Another important factor in the painting process is what resolution we perform it at. As anyone who’s fallen from orbit knows, things look a lot different depending on how far away you are. This variety manifests itself in our painting process by the operative resolution, of what resolution we do a painting operation at. You can see the variety caused by the same painting parameters being performed at small scale, at large scale, and using intermittent stages in this example:
Growing a texture from a smaller image results in a naturally more complex and varied large structure, whereas initial painting using a higher resolution typically produces a more uniform look.
This can be further modified by attaching additional filters to the vision pipeline layers, such as in these examples:
Tiled Texture Generation — By wrapping the canvas around itself to enlarge it, we learn to paint regardless of these wrapping boundaries, and will get a tileable image.
Kaleidoscope (Rotational Symmetry and Color Permutations) — A layer which reflects and rotates space (and color space) can produce an image with a guaranteed symmetry. This can be combined with the tiling layer.
Additionally, the resulting canvas can be post-processed by any other function. One fun example of this is the stereogram generator.
Depending on your religion, you may wish to paint a painting to resemble some object or scene. If you insist on your graven images, you can use the content matching operators.
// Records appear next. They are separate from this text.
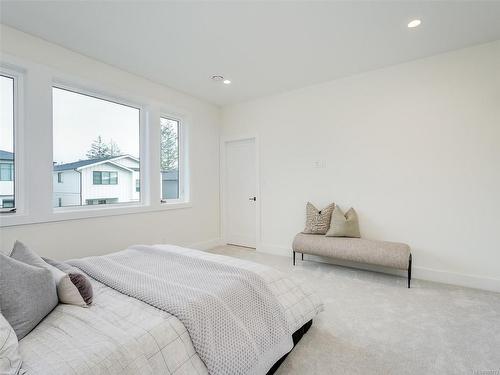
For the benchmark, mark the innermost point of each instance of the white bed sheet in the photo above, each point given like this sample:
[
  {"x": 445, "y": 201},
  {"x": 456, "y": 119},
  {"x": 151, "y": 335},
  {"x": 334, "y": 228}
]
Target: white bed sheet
[{"x": 122, "y": 335}]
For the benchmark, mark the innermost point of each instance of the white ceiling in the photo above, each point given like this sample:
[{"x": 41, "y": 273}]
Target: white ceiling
[{"x": 263, "y": 47}]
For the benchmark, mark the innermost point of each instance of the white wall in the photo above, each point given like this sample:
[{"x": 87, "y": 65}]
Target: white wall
[
  {"x": 68, "y": 190},
  {"x": 197, "y": 223},
  {"x": 414, "y": 148}
]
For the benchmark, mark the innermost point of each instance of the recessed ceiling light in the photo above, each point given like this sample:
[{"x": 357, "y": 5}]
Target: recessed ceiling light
[{"x": 414, "y": 23}]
These are handled slightly differently than the style operators, but are fully illustrated by the following examples.
Content images can be reconstructed by signal matching using any vision layer, in the same manner as style matching. Each level higher conveys less local information, such as color, and more higher-level information such as patterns. You can see this in the following survey, which uses each layer in a pipeline to reconstruct target content without any further modifiers.
When these content operators are combined with style operators, we can demonstrate classic deep style transfer, such as in this example:
For high-definition results, multiple phases of style transfer processes can be used while progressively enlarging the canvas. By fine-tuning the parameters for each resolution, we can gain better control over the result.
There are images, there are videos, and in between there are animated gifs. Animated GIFs are one speciality of DeepArtist.org.
A variety of animations have already been shown, wherein we survey a variety of treatments, and combine them with labels into an animation.
Another type of animation is to sweep a range of parameters. One example provided is a style transfer sweep from one style to another:
Why start with white noise when we do a style transfer? Wouldn’t it be faster to start with the content image itself and change it to match the desired style? One reason is that this heavily biases the result in a way you will have trouble controlling, but another is that the result is deterministic. If we start with noise, there is an inherent randomness to our resulting image that makes it unique. If we use this randomness to produce an animation, we get a unique jittery effect:
This can also be combined with kaleidoscopic textures, as seen in image at the top of this article.